Одиночество Женя любил. Но чувствовал его иногда излишним. Будто ограничение активной жизни. А ограничений он не терпел. Он не понимал, как можно закрыть себя наушниками, когда идёшь по городу. Сунуть себя в звуковую клетку, которая не даёт услышать город. Задаёт — нет, навязывает! — настроение, хотя оно может быть другим, более любопытным. Или не понимал, как можно ехать в общественном транспорте, играя во что-нибудь: исключить себя из жизни множества неповторимых ситуаций и эпизодов — мотаясь по замкнутому пространству одних и тех же сцен. Иногда он усмехался над собой. А если он не желает рамок всего лишь потому, что художник? И лишь ему нравится видеть и слышать мир в мимолётных эпизодах и красках?
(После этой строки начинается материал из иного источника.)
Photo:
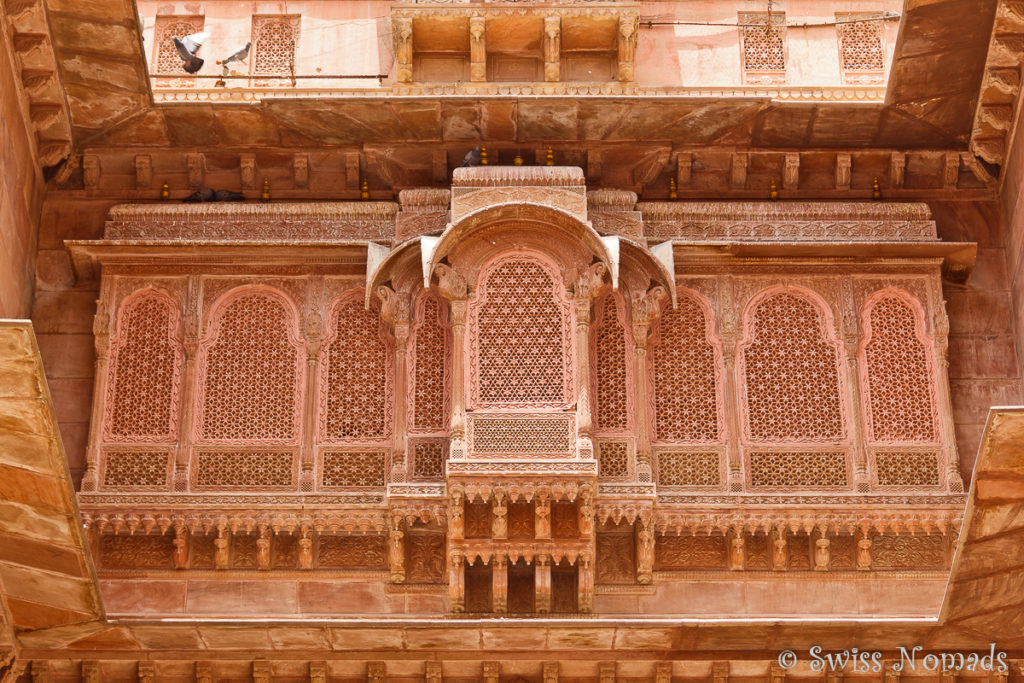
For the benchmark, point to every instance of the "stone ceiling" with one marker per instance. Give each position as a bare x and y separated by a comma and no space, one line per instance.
933,92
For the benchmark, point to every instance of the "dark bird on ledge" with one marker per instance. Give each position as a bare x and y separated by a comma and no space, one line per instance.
473,158
187,47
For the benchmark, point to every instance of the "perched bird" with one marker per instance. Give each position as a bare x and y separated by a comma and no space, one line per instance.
473,158
239,55
187,47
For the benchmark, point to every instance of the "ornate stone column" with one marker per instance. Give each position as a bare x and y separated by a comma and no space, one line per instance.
851,338
729,334
645,309
586,583
645,550
402,33
396,550
394,310
542,579
587,287
457,582
101,341
453,287
313,338
940,324
500,583
477,49
552,47
628,25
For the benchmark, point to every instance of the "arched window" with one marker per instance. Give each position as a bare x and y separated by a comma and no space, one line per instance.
521,344
356,384
144,371
252,379
612,397
792,376
899,385
686,376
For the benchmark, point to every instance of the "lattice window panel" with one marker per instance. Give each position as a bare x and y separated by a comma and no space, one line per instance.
685,377
521,337
764,43
219,469
509,434
613,460
252,382
906,469
860,44
900,384
351,468
165,57
428,461
610,368
688,469
135,469
145,366
792,374
357,381
430,371
274,39
804,470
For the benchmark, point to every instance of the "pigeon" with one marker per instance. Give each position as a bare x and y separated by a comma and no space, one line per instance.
473,157
187,47
227,196
239,55
203,195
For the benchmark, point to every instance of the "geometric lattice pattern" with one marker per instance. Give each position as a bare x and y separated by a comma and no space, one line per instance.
792,377
610,371
166,59
353,469
783,470
513,434
144,364
251,470
521,329
763,43
860,46
428,376
907,469
688,469
357,390
428,461
251,373
273,45
685,377
135,469
899,380
612,460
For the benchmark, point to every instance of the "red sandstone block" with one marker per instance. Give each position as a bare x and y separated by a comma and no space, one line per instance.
143,597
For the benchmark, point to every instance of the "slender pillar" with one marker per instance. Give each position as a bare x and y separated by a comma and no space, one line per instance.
453,287
542,579
394,310
645,310
500,583
552,47
457,582
477,49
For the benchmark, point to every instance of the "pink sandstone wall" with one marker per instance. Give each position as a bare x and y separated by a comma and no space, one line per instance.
22,190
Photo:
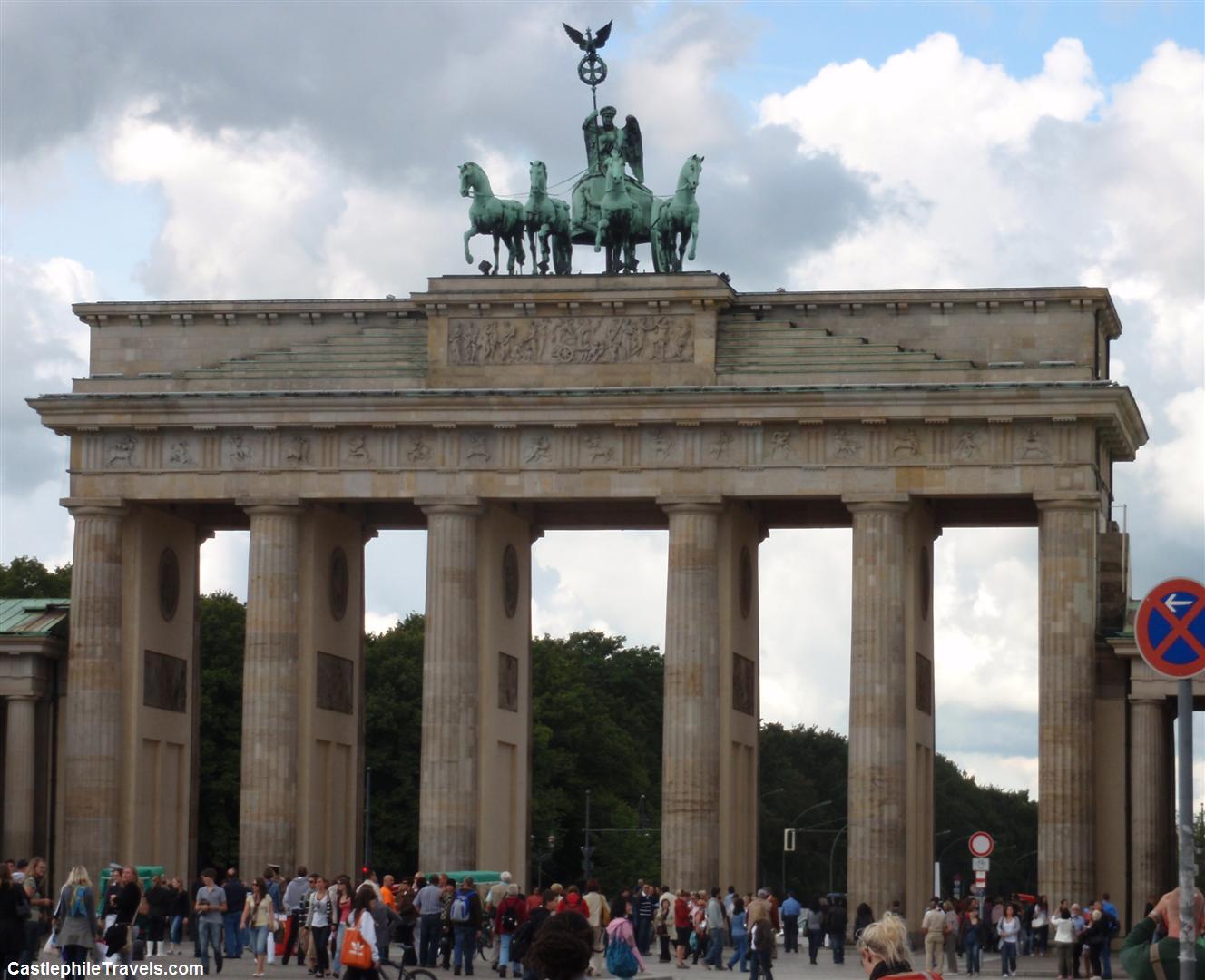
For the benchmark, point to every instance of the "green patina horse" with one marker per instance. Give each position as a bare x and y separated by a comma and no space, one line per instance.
547,217
492,216
675,220
620,220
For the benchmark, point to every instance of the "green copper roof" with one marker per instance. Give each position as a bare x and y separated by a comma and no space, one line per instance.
34,617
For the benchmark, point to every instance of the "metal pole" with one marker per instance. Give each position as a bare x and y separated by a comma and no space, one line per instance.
367,815
1185,764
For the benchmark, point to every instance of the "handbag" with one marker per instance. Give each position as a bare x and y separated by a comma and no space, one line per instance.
356,951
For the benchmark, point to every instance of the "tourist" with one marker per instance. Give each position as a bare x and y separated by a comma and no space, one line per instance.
661,918
360,921
837,925
344,898
428,903
258,920
179,913
158,909
524,940
970,939
465,916
933,928
236,897
294,898
884,947
75,917
1040,926
563,949
1009,931
682,927
1064,942
950,936
620,929
210,909
789,913
815,928
740,936
320,915
509,917
864,917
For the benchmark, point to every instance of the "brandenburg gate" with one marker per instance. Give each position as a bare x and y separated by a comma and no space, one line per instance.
491,408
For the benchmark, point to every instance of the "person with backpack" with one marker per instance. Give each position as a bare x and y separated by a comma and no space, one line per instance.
509,915
524,938
465,917
75,917
622,956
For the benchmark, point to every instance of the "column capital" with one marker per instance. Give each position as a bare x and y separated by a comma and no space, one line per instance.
1068,502
95,506
286,507
704,503
877,503
464,505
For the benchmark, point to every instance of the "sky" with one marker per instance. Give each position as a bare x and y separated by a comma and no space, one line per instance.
269,150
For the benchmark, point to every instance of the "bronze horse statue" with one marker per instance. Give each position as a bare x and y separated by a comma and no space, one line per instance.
675,222
492,216
547,219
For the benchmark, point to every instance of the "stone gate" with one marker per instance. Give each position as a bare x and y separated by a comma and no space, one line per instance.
487,410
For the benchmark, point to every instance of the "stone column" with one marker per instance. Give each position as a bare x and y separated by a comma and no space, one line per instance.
1066,572
447,799
19,785
92,766
878,700
268,802
691,726
1149,800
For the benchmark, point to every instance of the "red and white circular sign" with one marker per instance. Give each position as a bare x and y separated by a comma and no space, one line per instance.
981,844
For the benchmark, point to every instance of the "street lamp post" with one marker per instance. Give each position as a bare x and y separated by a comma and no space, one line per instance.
793,822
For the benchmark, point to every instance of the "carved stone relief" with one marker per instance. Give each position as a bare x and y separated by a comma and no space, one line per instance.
573,340
164,681
744,685
507,682
335,690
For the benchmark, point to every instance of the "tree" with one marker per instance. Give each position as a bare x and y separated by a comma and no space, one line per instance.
26,577
222,630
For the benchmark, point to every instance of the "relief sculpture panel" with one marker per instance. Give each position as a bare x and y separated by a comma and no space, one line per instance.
573,340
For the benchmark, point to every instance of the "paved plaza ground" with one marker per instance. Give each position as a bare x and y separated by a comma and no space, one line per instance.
786,967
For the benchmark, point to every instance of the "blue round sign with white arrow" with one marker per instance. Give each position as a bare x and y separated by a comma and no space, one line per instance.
1171,628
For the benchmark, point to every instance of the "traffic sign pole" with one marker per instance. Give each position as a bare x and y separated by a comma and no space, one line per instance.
1185,764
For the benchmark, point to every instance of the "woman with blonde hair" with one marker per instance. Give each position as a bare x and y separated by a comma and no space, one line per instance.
884,949
75,916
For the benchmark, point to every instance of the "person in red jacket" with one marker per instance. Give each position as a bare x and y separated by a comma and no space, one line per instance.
509,915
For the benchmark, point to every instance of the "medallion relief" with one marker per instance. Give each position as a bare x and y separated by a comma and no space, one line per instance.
573,340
Быть частью этого мира, а не отгораживаться от него в повторяющейся однотипности?
Когда Ирина не пустила его в дом, сказав, что некогда, он уважил её решение. В конце концов, кто он такой, чтобы напрашиваться на чай, будучи знакомым с нею всего несколько дней? Но ощущение, что одиночество начинается слишком рано, заставило его сесть на скамью у её подъезда и сначала задуматься, а потом и вовсе рассеянно поплыть по лабиринтам мыслей и воспоминаний. Пока не пришла Нина Григорьевна, благодаря которой он выяснил, что сидит под плотным дождём.
Он был удивлён, что бабуля Ирины пригласила его зайти. Понял, что удивилась Ирина, встретившая его чуть не в штыки, но потом… Чай и правда оказался горячим, а затем растаяла и девушка. Довольно осторожно протёрла ему царапину чем-то, что не так уж и щипало, хотя он напрягся в ожидании сильного ожога, как от йода. Потом они неплохо поговорили — и Женя первым уловил момент, когда пора уходить. И поразился, поймав беглое, плохо спрятанное сожаление Ирины, что он уходит. Пока выходили из кухни, он всё думал, какие домашние дела могли держать её дома каждые три часа. Именно каждые три — сказала она, когда он предложил опять встретиться завтра на Арбате. Может, она возится с сушёными травами? Ну, перебирает их, упаковывает… Придумав ей причину, он перестал заморачиваться странным требованием.
А потом она поймала его, когда он тянулся открыть подъездную дверь. Бежала по лестнице, наверное на каждом пролёте свешиваясь и сторожа его. Когда лифт остановился, а он оказался у лестницы, она позвала, прося подождать. Ему понравилось, какой она сбежала по последним ступеням лестницы — взъерошенной, с какой-то длиннющей и тяжёлой шалью на плечах, и сразу протянула ему зонт. Сказала, что бабушка напомнила — на улице дождь. И они стояли в сыроватом подъезде, у холодной батареи, болтали ещё довольно долго.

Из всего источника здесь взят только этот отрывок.